Luminiţa Gheorghiu in CHILD`S POSE, a film by Călin Peter Netzer. A Zeitgeist Films release.
“Child’s Pose,” Romania’s submission for the foreign language Oscar, is an enigmatic film both from the standpoint of the meaning of its title and for what the director was trying to convey. An award winner at last year’s Berlin Film Festival for the director, Calin Peter Netzer, “Child’s Pose” is, ostensibly, the story of the lengths an obsessive mother would go to in order to keep her son from going to jail. I say ostensibly because clearly Netzer is trying, with varied degrees of success, to paint a larger picture and pose a bigger issue. Clearly that “pose” has me mystified as Netzer changes directions too many times to present any kind of unified theme.
Cornelia Keneres is a sixty-something woman who is clearly as well off as she is well-connected. The power in her household, she brooks no opposition and knows who to go to for whatever she needs.

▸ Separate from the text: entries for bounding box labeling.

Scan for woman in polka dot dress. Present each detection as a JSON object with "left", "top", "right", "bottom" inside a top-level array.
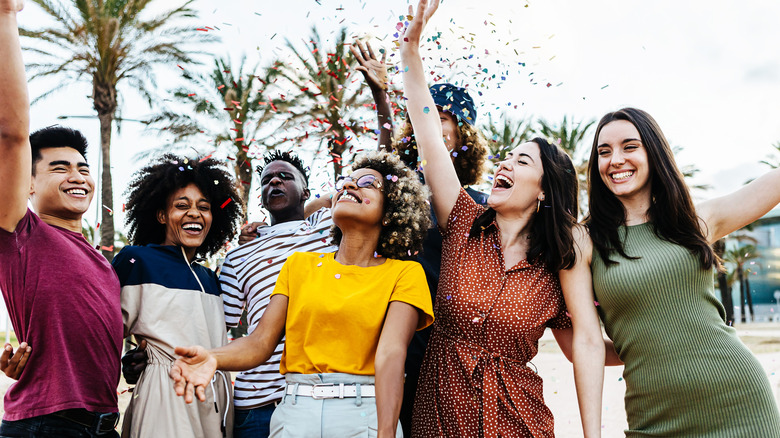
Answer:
[{"left": 401, "top": 0, "right": 620, "bottom": 437}]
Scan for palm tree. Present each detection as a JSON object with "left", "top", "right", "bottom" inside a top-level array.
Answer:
[
  {"left": 712, "top": 239, "right": 734, "bottom": 326},
  {"left": 538, "top": 116, "right": 596, "bottom": 216},
  {"left": 723, "top": 244, "right": 758, "bottom": 322},
  {"left": 144, "top": 58, "right": 288, "bottom": 215},
  {"left": 19, "top": 0, "right": 216, "bottom": 260},
  {"left": 482, "top": 113, "right": 533, "bottom": 163},
  {"left": 279, "top": 28, "right": 374, "bottom": 178}
]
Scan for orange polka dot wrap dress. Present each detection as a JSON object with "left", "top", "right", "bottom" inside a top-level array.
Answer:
[{"left": 412, "top": 189, "right": 571, "bottom": 437}]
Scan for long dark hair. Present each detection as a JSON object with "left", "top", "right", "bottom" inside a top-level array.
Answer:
[
  {"left": 470, "top": 137, "right": 578, "bottom": 272},
  {"left": 585, "top": 108, "right": 718, "bottom": 269}
]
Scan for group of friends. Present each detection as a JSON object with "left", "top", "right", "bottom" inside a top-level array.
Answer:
[{"left": 0, "top": 0, "right": 780, "bottom": 438}]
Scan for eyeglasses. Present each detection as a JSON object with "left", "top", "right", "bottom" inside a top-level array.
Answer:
[{"left": 336, "top": 173, "right": 382, "bottom": 191}]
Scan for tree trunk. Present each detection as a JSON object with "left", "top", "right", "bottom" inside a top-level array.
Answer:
[
  {"left": 737, "top": 266, "right": 747, "bottom": 323},
  {"left": 233, "top": 159, "right": 252, "bottom": 222},
  {"left": 92, "top": 75, "right": 117, "bottom": 262},
  {"left": 328, "top": 137, "right": 346, "bottom": 182},
  {"left": 718, "top": 272, "right": 734, "bottom": 327},
  {"left": 712, "top": 239, "right": 734, "bottom": 326},
  {"left": 98, "top": 113, "right": 114, "bottom": 262},
  {"left": 745, "top": 274, "right": 756, "bottom": 322}
]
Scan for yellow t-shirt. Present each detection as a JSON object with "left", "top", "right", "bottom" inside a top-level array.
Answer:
[{"left": 272, "top": 252, "right": 433, "bottom": 375}]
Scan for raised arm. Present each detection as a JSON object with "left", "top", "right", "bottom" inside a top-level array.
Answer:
[
  {"left": 697, "top": 168, "right": 780, "bottom": 243},
  {"left": 559, "top": 225, "right": 605, "bottom": 438},
  {"left": 349, "top": 40, "right": 393, "bottom": 150},
  {"left": 0, "top": 0, "right": 32, "bottom": 231},
  {"left": 375, "top": 301, "right": 420, "bottom": 437},
  {"left": 401, "top": 0, "right": 460, "bottom": 227},
  {"left": 171, "top": 295, "right": 288, "bottom": 403}
]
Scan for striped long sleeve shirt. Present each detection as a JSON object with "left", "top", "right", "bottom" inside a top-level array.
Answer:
[{"left": 219, "top": 209, "right": 336, "bottom": 409}]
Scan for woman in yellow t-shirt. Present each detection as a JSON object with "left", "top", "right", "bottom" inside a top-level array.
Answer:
[{"left": 171, "top": 152, "right": 433, "bottom": 437}]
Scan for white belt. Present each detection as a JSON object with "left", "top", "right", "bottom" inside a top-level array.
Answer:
[{"left": 286, "top": 383, "right": 376, "bottom": 400}]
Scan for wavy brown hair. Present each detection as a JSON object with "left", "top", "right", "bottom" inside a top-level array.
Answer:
[
  {"left": 394, "top": 119, "right": 488, "bottom": 186},
  {"left": 125, "top": 154, "right": 243, "bottom": 257},
  {"left": 585, "top": 108, "right": 719, "bottom": 269},
  {"left": 330, "top": 151, "right": 431, "bottom": 260}
]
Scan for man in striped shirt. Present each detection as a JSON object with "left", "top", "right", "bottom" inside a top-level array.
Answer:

Romania, one of the more corrupt countries in the Eastern bloc, a statement that is akin to saying “that man is dead” as opposed to “that man is very dead,” is a place where everyone and everything can be bought.
If Cornelia has a weak spot, it is her cherished son Barbu who has approached his life without GPS and is mired in a cycle of bad decisions and torpor. Indecisive about most things, he does, however, have strong feelings about his mother and none of them are good. He lives with a woman his mother disapproves of (although it’s obvious she would never approve of anyone that he might choose) and has cut off all communication with her. Her obsessive meddling has suffocated him to the extent of loathing and none of her machinations have cracked his brick wall of rejection. Nothing, that is, until his reckless driving results in his arrest for manslaughter.
But even under these circumstances he does not ask for her help. Ready to face the consequences of his act, his mother intervenes in every way possible with a checklist of bribes, apologies and favors all designed to get the charges dismissed. On the one hand her actions are those of a mother trying to protect her son from himself; on the other hand they are also those of a harridan seizing her golden opportunity to once again gain entry and control all aspects of her son’s life.
Throughout most of the film, Netzer effectively paints Cornelia as a monster. She sends her maid to spy on her son; she changes her son’s written statement to the police; she breaks into his apartment. She is the mother of your nightmares, an altogether familiar character. It would be easy to assume that Barbu’s indolence is a reaction against his mother but because there is so little development to his character it is up to the audience to fill in the blanks. More troubling, however, is that no one, other than the mother of the teenage victim, engenders any sympathy. Cornelia is a bitch, Barbu is without discernable personality, his father is weak, the witness to the accident actually caused the accident, the police are incorruptible until they are corrupt, and almost everyone is entirely self-serving. This might have worked if Netzer hadn’t decided to humanize Cornelia and turn her from Medusa into Mother Theresa at the end when she meets with the mother of the victim, at which point we are to believe that there is solidarity between these women because of their love for their sons. And it is here where a hard edged unpleasant portrayal becomes drivel.
Had this been a film about living in a corrupt society or even just as advertised – the lengths to which a mother would go to save her son – then structure, story and character development might have united and cohered. The one mesmerizing scene, between Cornelia and Dinu, the other driver, shows the promise of what the film could have been. Against Barbu’s wishes, Cornelia meets with the other witness to the accident, the man driving the car that Barbu was trying to pass on the highway when the child inexplicably decided to run across the road. Dinu is willing to change his statement about how fast he was driving for the sum of 80,000 Euros. Smirking he talks of how he sped up as Barbu was passing him. He saw that the child was trying to cross the freeway and unapologetically acknowledges that he was blocking Barbu’s view. Had Barbu’s car been able to accelerate faster or had he defensively slowed when he realized that he wouldn’t be able to pass then he would have missed the child. The attempt to subvert justice for the child’s family, the extortion and the lack of compassion on the parts of both monstrous personalities discussing business at a table in a generic mall was chilling and shone a light on the kinds of all pervasive corruption and manipulation that goes on day after day is what the film could have explored. Unfortunately it didn’t.
Luminita Gheorghiu, Cornelia, is a rightly renowned actress in Romania, but she plays an over-the-top role with too little nuance. Her smother love is about control throughout most of the movie until suddenly it’s about mother love. I’m sure she’s been better served in her other films. Bogdan Dumitrache, Barbu, is given little more to do than look sullen, and 90 minutes of sullen is quite wearing. Vlad Ivanov has one compelling scene as Dinu, after which his character is dropped, never to be seen again. The supporting cast does reasonably well, although they seem to be expository figures meant to explain background. There is, ultimately, little to recommend this film.
In Romanian with English subtitles, “A Child’s Pose” opens on Friday February 21 at the Nuart.